Dorothy B Hughes may not be as well known as Raymond Chandler, Dashiell Hammett or Patricia Highsmith but she should be. She has crafted an incredible character study - getting deep into the mind of a killer - but does so in a way where the violence of his crimes is alluded to but not shown. We don't have to read about the grizzly details, but we can well imagine them. I also love the language she uses in this novel and some choice words and phrases like 'megrims' which I plan to incorporate in my lexicon. I am keen to seek out some of her other novels.

Of course my impression of Dix was that he looked and sounded like Humphrey Bogart, who plays him in the film. I had not seen the film prior to reading, but a still from the film graces the cover of my Penguin Modern Classics edition so I had him in my mind and could not form an independent view. 
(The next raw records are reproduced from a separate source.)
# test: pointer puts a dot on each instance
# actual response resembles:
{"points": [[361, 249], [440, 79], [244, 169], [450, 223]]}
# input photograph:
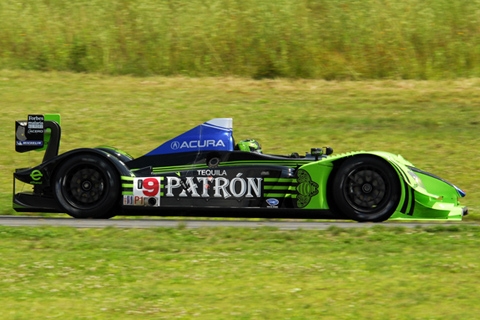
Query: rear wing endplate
{"points": [[39, 132]]}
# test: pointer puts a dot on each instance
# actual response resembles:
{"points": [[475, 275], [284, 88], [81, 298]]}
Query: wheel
{"points": [[87, 186], [366, 189]]}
Today, a few days after finishing the book, I watched the film version of In a Lonely Place (1950) directed by Nicolas Ray. The movie is so different from the book. In the film, Dix is a well-known screenwriter with a fiery temper, quick to throw a punch. He is questioned regarding the murder of a hatcheck girl, and his inner darkness causes those around him to be suspicious. Bogart is fantastic and Gloria Grahame is brilliant as Laurel, but the other characters are not fully explored. The film is pretty good on its own, but it is a pale imitation of the book.